If you comply with the principle of self contained apps sharing nothing then you can configure each process to scale individually. This helps add reliability and concurrency to operations. Instead of building runtime specific start-up and shut-down configuration, consider using OS level process managers like systemd to execute applications.

Containers shine in this space adding to the isolation and self contained nature.

Consider Infrastructure Protection and Detection through

  1. isolation of processes,
  2. building granular controls to assist with incident response, apart from improving the reliability of the system.
9. Disposability
  1. Processes should be built in a manner to ensure graceful shutdown and fast startup.
  2. Applications are stateless and ensure idempotent transactions.

Think of this in terms of a consumer model. Say your application is reading from a queue or an event stream, as soon as the job is completed, the consumer should gracefully shutdown till its next invocation. The concept of transactions comes into play here which is needed to make an operation idempotent.

This is very critical to the Recovery aspect of Infrastructure Protection since processes are disposable and can recover from where they left off in events of sudden death.

10. Dev/Prod Parity
  1. Build like for like environments.
  2. Vendorise dependencies.

Ensure that system configuration is the same across environments like runtime version, database, cache configuration etc. Dependencies should be vendorised and packaged with application code to enable version parity across environments.

Essentially 12-Factor Apps should be designed for continuous deployment so that the deployment gap between Dev, test and production environments are minimal. The power of automation enables reducing lead times in building identical environments. Using automation and CI/CD tools help ensure identical build and release environment.

  1. A multi-environment parity helps test out environmental changes in isolation especially inline with Infrastructure Protection while changing/updating network and host level boundaries.
  2. Multi-environment parity ensures Detective Controls can be tested and applied across environments without any exceptions.
11. Logs
  1. Logs are event streams.
  2. A 12-Factor App should not manage logs.
  3. A 12-Factor App should output the logs as an event stream to standard output.
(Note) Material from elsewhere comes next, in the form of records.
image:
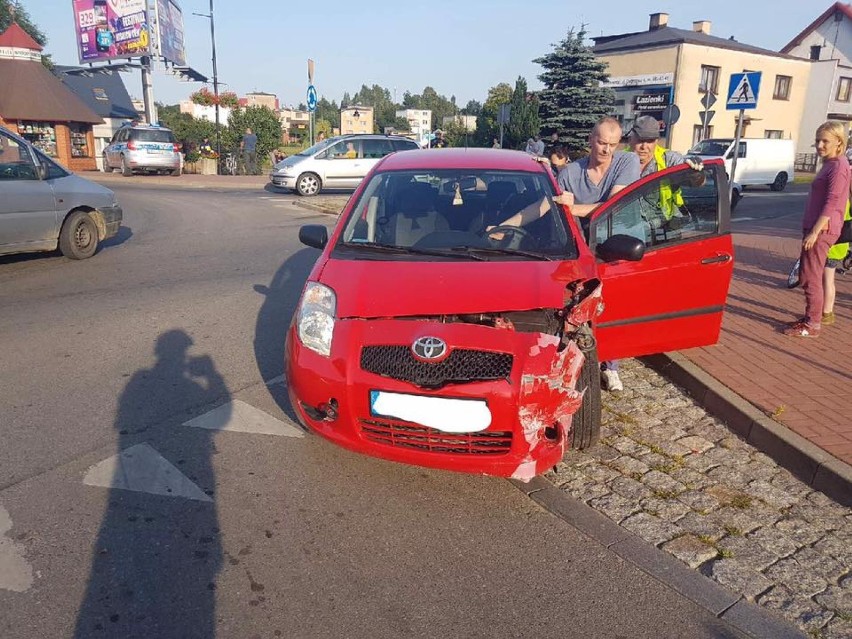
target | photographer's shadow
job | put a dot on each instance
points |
(158, 552)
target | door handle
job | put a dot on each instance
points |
(717, 259)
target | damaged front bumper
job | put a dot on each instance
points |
(529, 407)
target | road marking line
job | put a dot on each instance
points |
(16, 574)
(239, 417)
(142, 469)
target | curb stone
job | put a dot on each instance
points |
(665, 568)
(808, 462)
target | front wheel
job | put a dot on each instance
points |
(586, 430)
(780, 182)
(78, 238)
(308, 184)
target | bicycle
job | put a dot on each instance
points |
(230, 164)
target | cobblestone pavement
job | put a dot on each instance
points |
(678, 478)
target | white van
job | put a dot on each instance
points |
(760, 160)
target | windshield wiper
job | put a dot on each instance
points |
(400, 250)
(506, 251)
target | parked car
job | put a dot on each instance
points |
(760, 160)
(146, 148)
(44, 206)
(340, 162)
(432, 332)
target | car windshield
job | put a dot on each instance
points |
(319, 146)
(153, 135)
(461, 214)
(711, 147)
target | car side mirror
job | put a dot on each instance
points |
(314, 235)
(621, 247)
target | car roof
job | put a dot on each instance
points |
(461, 158)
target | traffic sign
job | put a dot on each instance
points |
(742, 90)
(312, 98)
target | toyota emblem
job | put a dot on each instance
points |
(429, 349)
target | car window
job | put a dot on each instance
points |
(54, 171)
(675, 208)
(153, 135)
(376, 148)
(16, 162)
(345, 150)
(404, 145)
(458, 209)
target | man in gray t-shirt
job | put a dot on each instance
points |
(593, 179)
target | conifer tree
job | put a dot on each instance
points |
(573, 99)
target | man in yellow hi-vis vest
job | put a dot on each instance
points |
(643, 139)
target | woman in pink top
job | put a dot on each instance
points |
(821, 224)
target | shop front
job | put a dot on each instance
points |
(40, 108)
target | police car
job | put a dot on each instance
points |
(142, 147)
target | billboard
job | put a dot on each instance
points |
(108, 29)
(170, 30)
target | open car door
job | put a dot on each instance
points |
(673, 298)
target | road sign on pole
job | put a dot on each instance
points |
(743, 90)
(312, 98)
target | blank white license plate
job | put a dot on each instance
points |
(441, 413)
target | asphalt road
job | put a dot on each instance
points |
(273, 534)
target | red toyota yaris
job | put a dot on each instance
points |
(457, 315)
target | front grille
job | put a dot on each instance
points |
(462, 365)
(436, 441)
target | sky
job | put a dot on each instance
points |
(459, 47)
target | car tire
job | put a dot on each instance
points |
(78, 238)
(780, 182)
(308, 184)
(586, 429)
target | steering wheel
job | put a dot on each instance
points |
(516, 235)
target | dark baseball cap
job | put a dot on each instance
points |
(645, 128)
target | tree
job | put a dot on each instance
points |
(262, 121)
(487, 127)
(187, 129)
(12, 11)
(573, 99)
(524, 119)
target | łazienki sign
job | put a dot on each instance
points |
(639, 80)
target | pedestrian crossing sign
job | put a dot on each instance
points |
(742, 90)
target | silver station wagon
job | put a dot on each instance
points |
(340, 162)
(43, 206)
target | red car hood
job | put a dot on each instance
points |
(392, 289)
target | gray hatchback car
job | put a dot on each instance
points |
(340, 162)
(44, 206)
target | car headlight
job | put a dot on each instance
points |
(315, 320)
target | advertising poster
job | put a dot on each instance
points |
(108, 29)
(170, 27)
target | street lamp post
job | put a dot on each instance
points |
(215, 75)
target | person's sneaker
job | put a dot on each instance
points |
(801, 330)
(611, 381)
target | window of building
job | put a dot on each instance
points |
(843, 87)
(709, 79)
(697, 130)
(782, 87)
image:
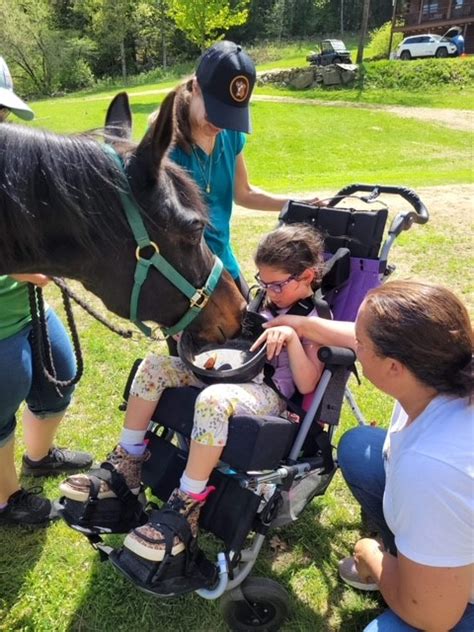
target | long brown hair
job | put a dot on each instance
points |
(426, 328)
(182, 124)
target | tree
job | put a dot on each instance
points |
(41, 57)
(111, 26)
(205, 21)
(363, 31)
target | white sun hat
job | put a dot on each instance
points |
(8, 98)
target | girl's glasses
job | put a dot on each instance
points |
(275, 286)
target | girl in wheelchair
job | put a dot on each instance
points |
(290, 265)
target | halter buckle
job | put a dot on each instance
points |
(140, 248)
(199, 299)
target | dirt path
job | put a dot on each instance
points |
(456, 119)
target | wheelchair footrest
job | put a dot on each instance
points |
(107, 515)
(175, 575)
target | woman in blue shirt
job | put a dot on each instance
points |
(212, 116)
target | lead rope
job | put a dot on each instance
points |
(41, 343)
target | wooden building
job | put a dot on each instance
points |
(435, 16)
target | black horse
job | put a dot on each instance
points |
(61, 215)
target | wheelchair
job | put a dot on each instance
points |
(272, 467)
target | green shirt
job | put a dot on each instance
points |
(14, 306)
No matter how much I stress about logging, it is always less. Logs are the core of observability. Using tools such as fluentd, awslogs help channel log streams to Security Information and Event Management (SIEM) tools to run analysis.
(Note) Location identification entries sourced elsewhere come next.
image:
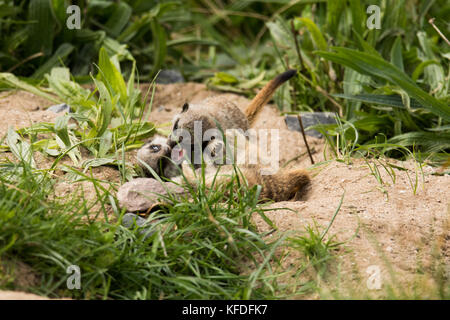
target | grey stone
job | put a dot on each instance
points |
(310, 119)
(57, 108)
(169, 76)
(130, 219)
(142, 194)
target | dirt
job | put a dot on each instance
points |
(388, 226)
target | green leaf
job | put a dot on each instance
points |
(430, 141)
(316, 35)
(159, 45)
(110, 74)
(106, 105)
(380, 99)
(42, 27)
(20, 148)
(374, 66)
(396, 54)
(61, 129)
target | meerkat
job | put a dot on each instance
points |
(210, 113)
(219, 113)
(157, 154)
(284, 185)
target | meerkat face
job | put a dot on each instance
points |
(185, 123)
(152, 152)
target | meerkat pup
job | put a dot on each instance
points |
(210, 113)
(219, 113)
(284, 185)
(157, 154)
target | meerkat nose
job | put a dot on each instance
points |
(172, 143)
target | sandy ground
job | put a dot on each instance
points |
(384, 226)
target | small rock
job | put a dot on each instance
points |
(309, 119)
(129, 219)
(142, 194)
(169, 76)
(57, 108)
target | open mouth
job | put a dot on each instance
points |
(178, 154)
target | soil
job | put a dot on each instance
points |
(402, 232)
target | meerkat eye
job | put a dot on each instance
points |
(155, 147)
(175, 126)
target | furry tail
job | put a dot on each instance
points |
(265, 94)
(285, 185)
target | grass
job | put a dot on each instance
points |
(187, 256)
(389, 88)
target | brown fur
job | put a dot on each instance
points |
(219, 113)
(281, 186)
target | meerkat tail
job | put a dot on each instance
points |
(265, 94)
(285, 185)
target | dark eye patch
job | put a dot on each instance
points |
(175, 126)
(155, 147)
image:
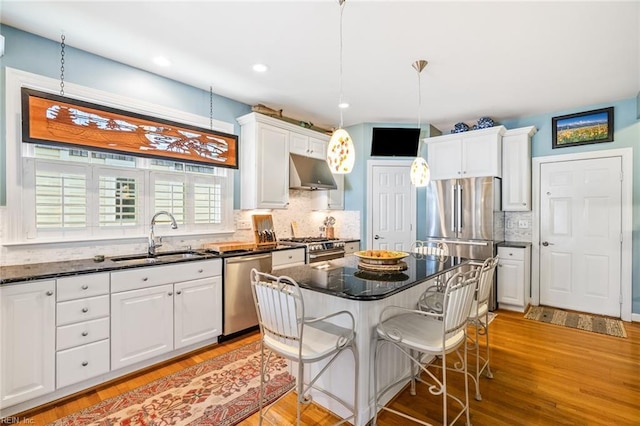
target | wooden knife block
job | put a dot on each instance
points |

  1. Logs are critical to Detective Controls workflow.
  2. Granularity in logging enables appropriate detail during post event analysis, which is critical for Incident Response.
12. Admin Processes
  1. Run admin/management tasks as one-off processes.
  2. Automate admin tasks with access control.

A 12-Factor App should need no human intervention for it’s operational needs. Admin tasks should be run as a on-off and that too through automated scripts rather than relying on human source of truth. Running migrations should be considered to be added to the release phase and assets compilation as a part of build phase rather than as admin tasks.

Quite obviously, Identity and Access Management plays an important role here.

  1. Ensure Access control when assigning administrative privileges.